At least 27 people were killed and more than 80 wounded across Ukraine on Tuesday in a concentrated Russian barrage of missiles, glide bombs, and Shahed drones — launched hours before Kyiv’s unilateral ceasefire was due to begin at midnight, and three days before Moscow says it will observe its own Victory Day pause.
The death toll spanned the country. In Zaporizhzhia, 12 people were killed and 20 injured after Russian forces dropped guided aerial bombs, then sent Iranian-designed Shahed drones to strike the same locations as emergency crews arrived. In Kramatorsk, a frontline city in the east, glide bombs killed six people and wounded 12. Four died in Dnipro. Five more were killed in a strike on gas production facilities in the Poltava region.
“These are absolutely cynical, senseless terrorist strikes devoid of any military sense,” President Volodymyr Zelenskyy wrote on Telegram. He called the Poltava attack “especially vile” because Russia, as in Zaporizhzhia, launched a second missile at the same target while rescue workers were on the scene — a practice known as a double-tap strike.
City Council Secretary Rehina Kharchenko described the Zaporizhzhia assault in similar terms, telling Reuters it was a “cynical strike” followed by deliberate drone attacks on rescue locations.
Two ceasefires, no agreement
The strikes landed at a peculiar diplomatic moment. On Monday, both Russia and Ukraine declared unilateral ceasefires — on entirely different terms, with no coordination.
Kyiv said it would observe an open-ended ceasefire from midnight Tuesday, with Zelenskyy stating Ukraine would “act symmetrically” to Russian behavior from that point forward.
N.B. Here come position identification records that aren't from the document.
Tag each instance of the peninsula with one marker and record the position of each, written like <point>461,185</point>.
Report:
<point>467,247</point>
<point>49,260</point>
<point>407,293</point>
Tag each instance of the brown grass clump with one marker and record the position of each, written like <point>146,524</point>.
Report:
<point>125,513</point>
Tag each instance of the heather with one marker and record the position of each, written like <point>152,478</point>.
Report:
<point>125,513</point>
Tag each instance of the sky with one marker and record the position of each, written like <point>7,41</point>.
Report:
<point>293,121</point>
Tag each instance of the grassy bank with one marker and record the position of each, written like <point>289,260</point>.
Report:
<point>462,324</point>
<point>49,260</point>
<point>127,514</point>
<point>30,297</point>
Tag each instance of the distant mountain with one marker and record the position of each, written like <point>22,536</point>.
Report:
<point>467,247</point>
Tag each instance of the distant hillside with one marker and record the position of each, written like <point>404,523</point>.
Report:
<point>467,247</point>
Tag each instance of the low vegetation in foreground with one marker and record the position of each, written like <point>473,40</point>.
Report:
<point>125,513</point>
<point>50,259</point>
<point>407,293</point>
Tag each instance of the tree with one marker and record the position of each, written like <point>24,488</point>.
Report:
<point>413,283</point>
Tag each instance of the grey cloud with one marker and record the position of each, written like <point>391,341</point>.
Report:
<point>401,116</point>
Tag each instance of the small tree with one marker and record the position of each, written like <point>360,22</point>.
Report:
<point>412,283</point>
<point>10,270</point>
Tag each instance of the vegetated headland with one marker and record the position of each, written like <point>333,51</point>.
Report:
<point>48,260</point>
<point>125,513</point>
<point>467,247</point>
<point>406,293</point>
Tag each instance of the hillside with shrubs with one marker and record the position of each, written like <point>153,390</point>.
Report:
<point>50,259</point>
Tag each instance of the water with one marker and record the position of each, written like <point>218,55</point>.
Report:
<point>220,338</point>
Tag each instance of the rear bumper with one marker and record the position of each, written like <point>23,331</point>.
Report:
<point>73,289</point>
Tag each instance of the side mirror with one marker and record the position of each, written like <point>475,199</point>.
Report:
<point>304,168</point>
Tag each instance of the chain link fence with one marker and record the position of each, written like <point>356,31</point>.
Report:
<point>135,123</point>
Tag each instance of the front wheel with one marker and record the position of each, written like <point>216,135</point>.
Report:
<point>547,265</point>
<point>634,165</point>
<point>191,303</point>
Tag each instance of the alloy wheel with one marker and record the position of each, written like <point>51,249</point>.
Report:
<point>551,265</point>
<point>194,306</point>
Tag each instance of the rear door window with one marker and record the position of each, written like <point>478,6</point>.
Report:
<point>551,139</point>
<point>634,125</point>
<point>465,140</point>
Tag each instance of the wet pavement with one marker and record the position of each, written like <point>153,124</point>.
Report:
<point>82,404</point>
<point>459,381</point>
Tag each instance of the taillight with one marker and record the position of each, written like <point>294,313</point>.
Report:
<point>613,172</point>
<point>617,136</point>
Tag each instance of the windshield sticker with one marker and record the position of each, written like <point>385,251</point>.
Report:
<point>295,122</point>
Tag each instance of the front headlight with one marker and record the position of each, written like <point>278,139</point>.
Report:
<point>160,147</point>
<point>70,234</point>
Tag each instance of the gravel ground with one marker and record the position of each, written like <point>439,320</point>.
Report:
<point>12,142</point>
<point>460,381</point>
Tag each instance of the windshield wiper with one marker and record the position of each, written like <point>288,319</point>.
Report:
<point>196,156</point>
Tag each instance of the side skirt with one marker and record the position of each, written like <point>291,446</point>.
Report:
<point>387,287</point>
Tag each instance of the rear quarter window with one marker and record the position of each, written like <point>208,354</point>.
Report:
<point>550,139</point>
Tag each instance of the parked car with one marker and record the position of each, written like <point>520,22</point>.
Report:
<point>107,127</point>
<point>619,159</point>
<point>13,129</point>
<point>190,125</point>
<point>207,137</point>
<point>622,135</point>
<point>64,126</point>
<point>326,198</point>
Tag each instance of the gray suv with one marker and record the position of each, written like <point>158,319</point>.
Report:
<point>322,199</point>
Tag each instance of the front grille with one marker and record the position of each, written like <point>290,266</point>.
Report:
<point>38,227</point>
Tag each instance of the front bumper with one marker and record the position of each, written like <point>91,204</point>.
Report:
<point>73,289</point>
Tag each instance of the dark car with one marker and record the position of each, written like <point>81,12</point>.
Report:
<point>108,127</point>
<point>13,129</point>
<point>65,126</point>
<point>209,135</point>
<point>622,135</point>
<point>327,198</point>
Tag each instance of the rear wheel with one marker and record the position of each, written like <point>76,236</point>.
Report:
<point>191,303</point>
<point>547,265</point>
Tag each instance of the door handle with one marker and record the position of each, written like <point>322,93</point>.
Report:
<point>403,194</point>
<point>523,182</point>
The move was widely interpreted as an effort to seize the moral initiative: any violation would be pinned on Moscow.
Russia, meanwhile, announced it would pause fighting on Friday and Saturday to mark the 81st anniversary of the Soviet victory over Nazi Germany. Its defense ministry warned it would retaliate — including with a “massive missile strike” on central Kyiv — if Ukraine disrupted the festivities.
The two proposals share no monitoring mechanism, no agreed timeline, and no mutual recognition. They are unilateral in the fullest sense — parallel performances of peacemaking that acknowledge no counterpart.
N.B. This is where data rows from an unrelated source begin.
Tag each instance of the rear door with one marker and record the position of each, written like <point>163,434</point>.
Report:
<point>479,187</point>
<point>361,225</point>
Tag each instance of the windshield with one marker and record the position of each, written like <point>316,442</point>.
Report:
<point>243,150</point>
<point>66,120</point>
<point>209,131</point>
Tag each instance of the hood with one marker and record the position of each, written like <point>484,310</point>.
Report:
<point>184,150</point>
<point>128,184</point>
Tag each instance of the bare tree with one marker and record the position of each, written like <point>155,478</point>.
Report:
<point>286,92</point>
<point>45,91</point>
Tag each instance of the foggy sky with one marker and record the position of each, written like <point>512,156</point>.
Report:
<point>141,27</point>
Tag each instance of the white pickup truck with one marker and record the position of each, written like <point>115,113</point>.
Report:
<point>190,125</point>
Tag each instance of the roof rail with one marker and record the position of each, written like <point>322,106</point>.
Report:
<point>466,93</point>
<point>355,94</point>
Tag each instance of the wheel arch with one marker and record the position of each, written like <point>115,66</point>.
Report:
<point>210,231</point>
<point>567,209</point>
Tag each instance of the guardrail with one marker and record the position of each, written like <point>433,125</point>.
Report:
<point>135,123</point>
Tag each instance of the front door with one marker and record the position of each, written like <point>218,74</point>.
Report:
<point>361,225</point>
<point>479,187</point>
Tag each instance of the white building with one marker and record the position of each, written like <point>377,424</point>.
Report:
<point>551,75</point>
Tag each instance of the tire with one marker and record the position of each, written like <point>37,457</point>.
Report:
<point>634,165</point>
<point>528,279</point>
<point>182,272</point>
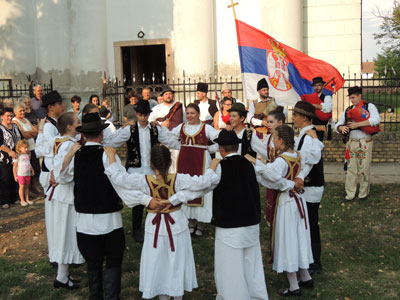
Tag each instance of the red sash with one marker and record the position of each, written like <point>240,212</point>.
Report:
<point>360,113</point>
<point>314,99</point>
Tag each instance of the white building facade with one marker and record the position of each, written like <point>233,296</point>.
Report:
<point>76,41</point>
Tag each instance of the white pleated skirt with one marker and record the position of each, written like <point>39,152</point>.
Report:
<point>292,245</point>
<point>61,233</point>
<point>163,272</point>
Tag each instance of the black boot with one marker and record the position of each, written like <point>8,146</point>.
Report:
<point>112,283</point>
<point>316,267</point>
<point>95,285</point>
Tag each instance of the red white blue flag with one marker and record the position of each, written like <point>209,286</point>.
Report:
<point>289,72</point>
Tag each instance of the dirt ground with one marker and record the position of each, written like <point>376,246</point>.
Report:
<point>23,232</point>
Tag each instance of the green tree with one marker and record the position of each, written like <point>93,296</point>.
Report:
<point>387,63</point>
<point>389,34</point>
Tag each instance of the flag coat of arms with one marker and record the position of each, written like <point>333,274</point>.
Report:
<point>289,72</point>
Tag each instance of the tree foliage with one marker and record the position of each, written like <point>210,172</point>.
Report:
<point>388,63</point>
<point>389,34</point>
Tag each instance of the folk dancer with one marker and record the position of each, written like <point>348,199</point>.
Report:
<point>167,265</point>
<point>98,204</point>
<point>291,233</point>
<point>322,104</point>
<point>208,107</point>
<point>169,114</point>
<point>61,232</point>
<point>259,109</point>
<point>274,119</point>
<point>358,122</point>
<point>250,142</point>
<point>194,159</point>
<point>143,136</point>
<point>312,175</point>
<point>239,272</point>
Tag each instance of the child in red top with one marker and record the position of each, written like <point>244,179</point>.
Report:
<point>23,171</point>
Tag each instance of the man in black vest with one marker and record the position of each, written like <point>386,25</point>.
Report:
<point>98,204</point>
<point>310,148</point>
<point>143,137</point>
<point>208,107</point>
<point>250,142</point>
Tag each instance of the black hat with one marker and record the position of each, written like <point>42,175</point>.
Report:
<point>239,107</point>
<point>304,108</point>
<point>318,80</point>
<point>202,87</point>
<point>354,90</point>
<point>103,111</point>
<point>261,84</point>
<point>143,107</point>
<point>227,137</point>
<point>167,89</point>
<point>92,123</point>
<point>51,98</point>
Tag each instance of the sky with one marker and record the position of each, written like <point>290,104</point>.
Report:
<point>370,25</point>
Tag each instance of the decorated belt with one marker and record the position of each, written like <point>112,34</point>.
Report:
<point>168,222</point>
<point>300,206</point>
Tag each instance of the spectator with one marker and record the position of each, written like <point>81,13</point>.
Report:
<point>129,109</point>
<point>94,99</point>
<point>9,136</point>
<point>8,103</point>
<point>29,133</point>
<point>29,113</point>
<point>36,102</point>
<point>146,95</point>
<point>23,170</point>
<point>76,104</point>
<point>106,103</point>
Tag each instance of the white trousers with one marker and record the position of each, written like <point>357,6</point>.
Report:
<point>239,273</point>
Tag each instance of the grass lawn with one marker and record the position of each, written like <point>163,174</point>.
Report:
<point>360,244</point>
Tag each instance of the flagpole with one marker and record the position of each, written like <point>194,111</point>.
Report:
<point>233,8</point>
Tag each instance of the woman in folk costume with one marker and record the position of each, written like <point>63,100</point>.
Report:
<point>167,264</point>
<point>291,235</point>
<point>60,227</point>
<point>194,158</point>
<point>274,119</point>
<point>221,118</point>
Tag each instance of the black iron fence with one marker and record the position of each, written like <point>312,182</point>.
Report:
<point>9,90</point>
<point>382,91</point>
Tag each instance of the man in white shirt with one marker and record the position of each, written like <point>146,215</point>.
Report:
<point>359,122</point>
<point>322,104</point>
<point>208,107</point>
<point>98,204</point>
<point>169,114</point>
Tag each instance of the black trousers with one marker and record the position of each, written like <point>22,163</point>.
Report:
<point>8,186</point>
<point>137,217</point>
<point>313,218</point>
<point>96,248</point>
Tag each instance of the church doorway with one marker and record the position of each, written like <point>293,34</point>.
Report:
<point>143,62</point>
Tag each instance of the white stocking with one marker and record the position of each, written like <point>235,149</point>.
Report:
<point>304,275</point>
<point>292,278</point>
<point>62,273</point>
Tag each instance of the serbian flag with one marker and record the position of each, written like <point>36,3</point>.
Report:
<point>289,72</point>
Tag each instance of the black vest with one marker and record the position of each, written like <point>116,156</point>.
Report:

UN Secretary-General António Guterres welcomed both ceasefires and reiterated his call for “a full, immediate, unconditional and lasting ceasefire,” according to spokesman Stephane Dujarric. US-led diplomacy has produced no tangible results.
What the timing signals
The pattern is familiar. Russia has declared short ceasefires throughout the war — timed to Orthodox Easter and other occasions — without producing movement toward negotiation. The scale of Tuesday’s attacks, arriving days before its own declared pause, underscores what Ukrainian officials have argued repeatedly: Moscow treats ceasefires as performance, not prelude.
“It’s utter cynicism to ask for silence to hold propaganda celebrations and to launch such missile-drone attacks every day beforehand,” Zelenskyy said.
Prime Minister Yulia Svyrydenko said Russia’s main targets were energy infrastructure, oil and gas facilities, railways, and industrial sites — though homes and businesses were also hit. Naftogaz, Ukraine’s state energy company, said its facilities have come under attack 107 times since the start of the year.
The Kremlin has not commented on Tuesday’s civilian toll.
Ukraine reaches deep into Russia
Before its own midnight deadline, Ukraine kept up its long-range campaign. Ukrainian forces used domestically produced F-5 Flamingo cruise missiles to strike a military-industrial plant in Cheboksary, more than 1,500 kilometers from the front line. Zelenskyy said the facility produced navigation components for the Russian navy, missile industry, aviation, and armored vehicles.
Ukrainian drones also hit the Kirishi oil refinery in the Leningrad region near St. Petersburg, sparking a fire in the industrial zone, according to regional governor Alexander Drozdenko. Russia’s defense ministry claimed it destroyed 289 Ukrainian drones across 18 regions overnight.
Victory Day under shadow
The Kremlin’s nervousness is visible. This year’s Victory Day parade on Red Square has been scaled down, with no heavy military hardware on display — officially attributed to the “terrorist threat” from Ukraine. Muscovites were warned that mobile internet would be disrupted for several days around the celebrations. On Monday, a Ukrainian drone struck a high-rise in central Moscow.
“Russia could cease fire at any moment, and this would stop the war and our responses,” Zelenskyy said. “Peace is needed, and real steps are needed to achieve it.”
Those steps remain absent. The rival ceasefires will come and go — and the bombardment will resume the moment the last formation marches across Red Square.